Diejenigen Betriebe hingegen, die zwar nicht von einer längeren Zwangsschliessung, aber trotzdem grossen Einbussen betroffen sind, haben in der Regel Anspruch auf Härtefall-Gelder, wenn ihr Umsatzrückgang mehr als 40 Prozent beträgt. Gemäss Maurer gilt nicht einfach das Kalenderjahr 2020, sondern eine rollende Berechnung. So kann zum Beispiel auch ein Zeitrahmen von April 2020 bis März 2021 zur Umsatzberechnung herangezogen werden. Damit soll der nun länger andauernde Teil-Lockdown besser berücksichtigt werden. Auch hier kam Rytz mit einem Zusatz-Antrag – mit 14 zu 7 Stimmen – durch, der eine Ausnahmeregelung vorsieht: Bei hohen Fixkosten kann auf die 40-Prozent-Hürde verzichtet werden.

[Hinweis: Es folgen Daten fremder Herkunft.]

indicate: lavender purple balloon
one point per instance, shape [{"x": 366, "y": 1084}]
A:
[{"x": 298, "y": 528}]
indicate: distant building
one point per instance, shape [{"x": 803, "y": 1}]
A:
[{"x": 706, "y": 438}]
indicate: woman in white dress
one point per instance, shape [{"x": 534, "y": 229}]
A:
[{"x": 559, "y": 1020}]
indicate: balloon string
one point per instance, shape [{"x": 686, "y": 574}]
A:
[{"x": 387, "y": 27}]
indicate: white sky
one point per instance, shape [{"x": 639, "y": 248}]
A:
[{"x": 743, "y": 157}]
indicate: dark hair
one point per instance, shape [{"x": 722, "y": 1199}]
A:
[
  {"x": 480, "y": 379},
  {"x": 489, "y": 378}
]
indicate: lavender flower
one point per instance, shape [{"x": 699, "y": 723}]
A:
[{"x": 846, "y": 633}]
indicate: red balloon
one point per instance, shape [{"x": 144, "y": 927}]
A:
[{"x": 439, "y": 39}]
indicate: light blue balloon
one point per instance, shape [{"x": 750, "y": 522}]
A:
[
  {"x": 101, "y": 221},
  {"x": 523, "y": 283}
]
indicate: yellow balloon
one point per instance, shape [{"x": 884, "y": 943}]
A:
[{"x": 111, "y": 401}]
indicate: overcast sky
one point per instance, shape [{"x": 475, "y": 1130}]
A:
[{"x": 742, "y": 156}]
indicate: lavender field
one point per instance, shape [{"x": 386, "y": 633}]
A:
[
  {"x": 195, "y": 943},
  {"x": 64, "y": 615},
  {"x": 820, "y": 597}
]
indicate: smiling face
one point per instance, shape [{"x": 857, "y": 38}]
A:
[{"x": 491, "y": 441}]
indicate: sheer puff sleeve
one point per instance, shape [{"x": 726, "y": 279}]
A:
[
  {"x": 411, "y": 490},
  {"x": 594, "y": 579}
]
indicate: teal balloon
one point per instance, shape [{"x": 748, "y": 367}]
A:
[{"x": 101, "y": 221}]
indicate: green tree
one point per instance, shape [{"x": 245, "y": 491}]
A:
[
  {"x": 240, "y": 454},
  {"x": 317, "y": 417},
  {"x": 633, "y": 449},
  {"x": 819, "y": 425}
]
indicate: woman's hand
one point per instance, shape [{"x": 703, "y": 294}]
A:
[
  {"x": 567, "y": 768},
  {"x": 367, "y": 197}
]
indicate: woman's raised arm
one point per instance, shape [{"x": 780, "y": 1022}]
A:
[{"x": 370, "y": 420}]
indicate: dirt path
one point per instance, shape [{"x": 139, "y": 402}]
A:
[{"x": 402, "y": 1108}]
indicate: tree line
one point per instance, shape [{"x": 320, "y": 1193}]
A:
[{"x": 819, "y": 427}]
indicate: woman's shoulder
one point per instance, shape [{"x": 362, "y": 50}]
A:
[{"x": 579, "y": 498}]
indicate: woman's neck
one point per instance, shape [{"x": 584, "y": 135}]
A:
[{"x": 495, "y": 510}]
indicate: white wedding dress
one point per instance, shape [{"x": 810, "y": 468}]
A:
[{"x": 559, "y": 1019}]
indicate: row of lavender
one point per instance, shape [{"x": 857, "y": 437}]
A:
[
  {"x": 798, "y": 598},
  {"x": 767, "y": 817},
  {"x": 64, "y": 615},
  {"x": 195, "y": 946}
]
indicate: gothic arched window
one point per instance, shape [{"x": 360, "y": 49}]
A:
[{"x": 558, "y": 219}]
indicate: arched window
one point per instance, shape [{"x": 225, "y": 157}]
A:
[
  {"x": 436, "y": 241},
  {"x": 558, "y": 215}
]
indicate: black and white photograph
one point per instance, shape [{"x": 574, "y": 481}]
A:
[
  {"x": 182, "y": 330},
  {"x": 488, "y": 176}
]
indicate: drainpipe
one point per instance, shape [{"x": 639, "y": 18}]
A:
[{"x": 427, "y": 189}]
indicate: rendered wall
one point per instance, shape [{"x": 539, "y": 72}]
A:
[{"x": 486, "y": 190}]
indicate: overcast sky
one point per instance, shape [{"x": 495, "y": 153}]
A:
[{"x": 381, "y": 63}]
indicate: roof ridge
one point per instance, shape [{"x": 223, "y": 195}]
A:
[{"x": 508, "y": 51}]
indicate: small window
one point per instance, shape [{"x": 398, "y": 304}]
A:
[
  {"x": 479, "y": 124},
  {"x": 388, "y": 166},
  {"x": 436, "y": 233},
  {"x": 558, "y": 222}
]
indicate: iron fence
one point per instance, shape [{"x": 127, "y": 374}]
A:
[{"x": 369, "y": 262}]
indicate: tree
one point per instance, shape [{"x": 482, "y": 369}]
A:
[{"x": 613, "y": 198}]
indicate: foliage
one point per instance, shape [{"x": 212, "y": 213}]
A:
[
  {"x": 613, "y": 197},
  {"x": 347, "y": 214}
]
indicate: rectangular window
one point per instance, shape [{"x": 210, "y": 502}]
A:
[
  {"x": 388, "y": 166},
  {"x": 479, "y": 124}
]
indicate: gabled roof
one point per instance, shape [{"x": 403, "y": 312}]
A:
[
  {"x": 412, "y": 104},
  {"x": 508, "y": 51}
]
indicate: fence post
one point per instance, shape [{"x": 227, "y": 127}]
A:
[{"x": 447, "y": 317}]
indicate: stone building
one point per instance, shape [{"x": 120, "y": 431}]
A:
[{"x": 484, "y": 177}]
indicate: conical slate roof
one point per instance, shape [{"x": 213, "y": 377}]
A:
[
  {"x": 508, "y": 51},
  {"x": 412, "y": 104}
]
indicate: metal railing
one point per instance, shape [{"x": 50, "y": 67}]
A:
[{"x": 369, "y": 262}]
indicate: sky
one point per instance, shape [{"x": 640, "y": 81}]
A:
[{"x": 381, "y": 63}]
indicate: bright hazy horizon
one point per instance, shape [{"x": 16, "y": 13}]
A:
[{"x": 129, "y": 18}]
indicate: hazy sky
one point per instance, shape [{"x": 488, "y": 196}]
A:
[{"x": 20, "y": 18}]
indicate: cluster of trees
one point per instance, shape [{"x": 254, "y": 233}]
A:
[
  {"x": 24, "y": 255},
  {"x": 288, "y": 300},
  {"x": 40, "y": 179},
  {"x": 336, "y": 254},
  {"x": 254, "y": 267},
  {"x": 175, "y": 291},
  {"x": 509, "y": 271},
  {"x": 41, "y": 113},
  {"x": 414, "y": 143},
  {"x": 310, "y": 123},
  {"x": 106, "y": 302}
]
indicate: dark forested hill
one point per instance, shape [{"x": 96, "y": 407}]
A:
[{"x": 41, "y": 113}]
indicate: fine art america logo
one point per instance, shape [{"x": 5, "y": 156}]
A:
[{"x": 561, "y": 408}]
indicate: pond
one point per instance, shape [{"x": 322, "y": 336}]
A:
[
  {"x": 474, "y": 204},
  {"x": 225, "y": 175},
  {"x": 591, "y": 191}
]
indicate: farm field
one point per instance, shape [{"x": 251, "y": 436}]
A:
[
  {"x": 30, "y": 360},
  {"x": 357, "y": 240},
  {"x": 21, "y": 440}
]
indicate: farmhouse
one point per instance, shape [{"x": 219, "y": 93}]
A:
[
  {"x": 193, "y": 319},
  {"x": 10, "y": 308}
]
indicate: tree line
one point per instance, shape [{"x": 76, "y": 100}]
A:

Und schliesslich drang die Grüne mit 15 zu 7 Stimmen mit einem weiteren Vorschlag durch: Die Unterstützung für Unternehmen, die von den Corona-Folgen wirtschaftlich besonders betroffen sind und einen Härtefall darstellen, soll ab Januar 2021 auf eine neue Basis gestellt werden. Anstelle von Darlehen, Bürgschaften und Garantien oder an den Umsatz gekoppelte A-fonds-perdu-Beiträge sollen ab 1. Januar 2021 belegte und nicht gedeckte Fixkosten direkt entschädigt werden.
Ob der Bundesrat die Vorschläge aufnimmt, entscheidet sich am Mittwoch.
Kantone wollen neue Covid-Kredite
Unterstützt werden die bundesrätlichen Härtefall-Lockerungen im Grossen und Ganzen auch von den kantonalen Finanz- und Volkswirtschaftsdirektoren.
In ihrer Stellungnahme an Bundesrat Maurer, die BLICK ebenfalls vorliegt, verlangen sie zusätzlich aber eine Neuauflage der Covid-Kredite. Diese sollte «im Sinne einer Eventualplanung rasch an die Hand genommen werden, so dass diese bei Bedarf jederzeit sofort definitiv beschlossen und vollzogen werden kann».